A new study reveals that OpenAI’s latest version of GPT-4, known as the GPT-4 Code Interpreter, possesses remarkable mathematical reasoning capabilities when equipped with code generation and self-verification techniques.
In a recent paper, researchers systematically analyzed GPT-4 Code Interpreter’s performance on math word problems. They found that its skill in solving these complex problems can be attributed to two key factors:
- Frequent and step-by-step code generation: By prompting the model to generate Python code frequently in small segments throughout its reasoning process, the accuracy of solutions improved substantially.
- Self-debugging through code execution: The model can evaluate code execution results and adjust its reasoning accordingly when nonsensical outputs are encountered. This self-debugging mechanism also boosted performance.
Building on these insights, the researchers introduced an innovative technique called explicit code-based self-verification (CSV). This prompts GPT-4 Code Interpreter to verify its own solutions by generating additional code, akin to a student double checking their exam work.
The key innovation of CSV is that it prompts GPT-4 Code Interpreter to leverage its own code generation skills to verify and refine solutions to math problems. This is done by appending an additional verification stage after the model provides its initial answer.
Specifically, the CSV prompt instructs GPT-4 Code Interpreter to:
- Generate new code to check if the solution is correct. This code essentially re-derives or confirms the answer.
- Run the verification code and inspect the output.
- If the code output indicates the solution is incorrect (i.e. returns False), the model is guided to reconsider its logic and provide an amended, accurate solution.
- Repeat steps 1-3 until the verification code returns True, signaling a verified solution.
Unlike prior techniques that rely on an external model or human to verify solutions, CSV enables autonomous self-verification within GPT-4 Code Interpreter using its code execution strengths.
This prompts the model to simulate a student double checking their own work, catching mistakes, and correcting erroneous reasoning – just as humans iteratively solve math problems. The additional verification stage and solution adjustments result in increased accuracy.
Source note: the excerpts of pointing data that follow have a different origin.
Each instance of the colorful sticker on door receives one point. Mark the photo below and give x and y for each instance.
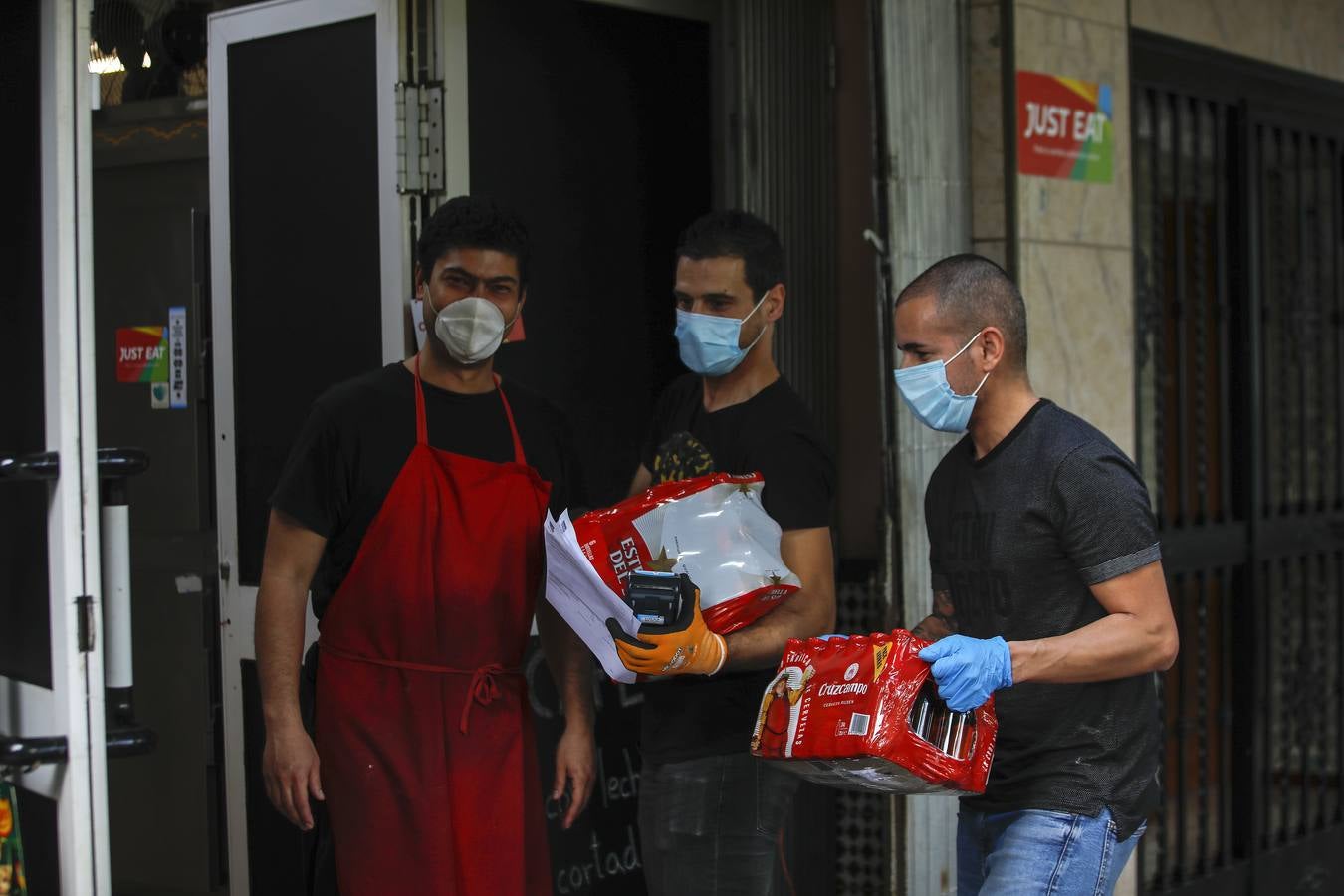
(177, 341)
(142, 353)
(12, 881)
(1064, 127)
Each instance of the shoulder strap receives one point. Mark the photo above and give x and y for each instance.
(513, 427)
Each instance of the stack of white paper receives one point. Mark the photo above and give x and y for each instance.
(582, 599)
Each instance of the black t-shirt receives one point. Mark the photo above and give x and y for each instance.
(1016, 539)
(360, 433)
(772, 434)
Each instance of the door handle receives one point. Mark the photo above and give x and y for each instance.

Remarkably, when an initial solution is deemed incorrect through self-verification, GPT-4 Code Interpreter can autonomously modify its logic and provide an improved answer. The CSV prompting delivered significant gains in accuracy across challenging math datasets:
GSM8K Dataset:
- GPT-4 Code Interpreter alone achieved 92.9% accuracy on GSM8K.
- With CSV and weighted majority voting, accuracy increased to 97.0%.
This represents a new state-of-the-art result on GSM8K, outperforming previous best methods like GPT-3.5 (92.0%) and GPT-4 with model selection (96.8%).
MMLU-Math Dataset:
- GPT-4 Code Interpreter attained 87.5% accuracy on MMLU-Math with no fine-tuning.
- Adding CSV and weighted majority voting further improved accuracy to 89.2%.
Again, this establishes a new benchmark, significantly surpassing prior systems like Chinchilla (35.7%) and Galactica (41.3%) fine-tuned on MMLU-Math.
By leveraging self-verification, the reliability of solutions can be assessed. The researchers incorporated these confidence scores into a weighted majority voting scheme, further enhancing performance.
This study demonstrates that code generation and execution mechanisms allow large language models to excel at complex logical reasoning and mathematical tasks. The proposed techniques provide promising directions to amplify these strengths.
According to the authors, capabilities like symbolic reasoning and arithmetic computation have been long-standing challenges for AI systems. This work represents a pivotal advancement, bringing us closer to human-level mathematical problem solving.
The self-verification abilities indicate that models can introspect and debug solutions, reducing blind spots. Such autonomic skills could accelerate research and may generalize to other domains. However, further analysis is required to determine broader implications.